Some children were denied admission to school, some were subjected to corporal punishment by the school authorities and yet others were denied the benefit of the economically weaker section (EWS) quota for poorer students in Delhi schools.

According to Amod Kanth, chairman of the Delhi Commission for Protection of Child Rights (DCPCR), the body has registered 10,500 cases of RTE Act violation since its implementation.

‘As per the RTE Act, the DCPCR monitors its implementation in Delhi. We have registered cases which involve violations of at least 15 kinds, like screening tests before admissions, corporal punishment, admission denial, mental harassment and others,’ Kanth told IANS in an interview.

‘Initially, we had taken suo motu cognisance of media reports, but gradually parents started approaching us and now it seems like the floodgates have opened. Wherever required, we approach the school authority concerned and the compliance level is as high as 95 percent,’ he added.

The Right of Children to Free and Compulsory Education Act was enforced April 1, 2010. The Act promises free and compulsory education to all children in the age group of 6-14.

Among others, it says no child shall be denied admission for lack of documents or if the admission cycle in the school is over. Disabled students should also be enrolled in mainstream schools.

The violations registered by DCPCR have been on the same lines.

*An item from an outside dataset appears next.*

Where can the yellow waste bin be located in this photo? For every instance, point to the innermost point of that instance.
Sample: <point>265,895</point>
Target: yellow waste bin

In one case, 10 girls living in Delhi’s Azadpur area were denied admission to a school in Classes 6 to 8 because they could not provide school leaving certificates. The girls were tutored at home.

‘The commission intervened and issued a notice to the school principal after which the girls were admitted to the Government Girls Senior Secondary School, Azadpur,’ a DCPCR document revealed.

In another case, a physically handicapped father approached the commission after his daughter was denied admission under the EWS quota in a public school at Shalimar Bagh, northwest Delhi. In yet another instance, a Class 5 child was asked to take admission elsewhere on complaint of his ‘poor hygiene’ and behaviour, prompting his parents to approach the commission.

In the EWS quota case, a notice was issued to the school after which the girl was given admission under the quota, while in the other case the child was taken back to the school after counselling.

The main reason for these violations, Kanth said, is lack of awareness among teachers, school authorities and parents alike.

‘For this reason, we have been conducting awareness programmes for teachers and others on the RTE Act. Teachers and schools have to realise that nearly half a million children in Delhi alone are out of school and most of them are homeless, working children. Across the country the number is nearly 60 million,’ Kanth told IANS.

‘They have to also understand that it’s their responsibility to bring those children who are unreachable to schools. The role of voluntary organisations is important in this, but it is not mentioned in the RTE Act,’ he added.

The DCPCR issued notice to the Delhi government Friday on the nursery admission guidelines that it says are against the provisions of the RTE Act.

Other than the random selection criteria for 25 percent seats in the EWS category, the notice said for the rest of the 75 percent the guidelines violated the RTE Act since schools would be able to formulate their own admission policy.

‘The schools will be free to base their criteria like sibling, alumni, single parent, transfer case or neighbourhood. Multiple criteria would create preferences for certain types of categories of children over the other category of children which would be a clear violation of provisions of the RTE Act,’ a DCPCR statement said.

Kanth added: ‘The DCPCR is like a legal body. We are not toothless and our aim is not to act like an NGO. We act like a civil court.’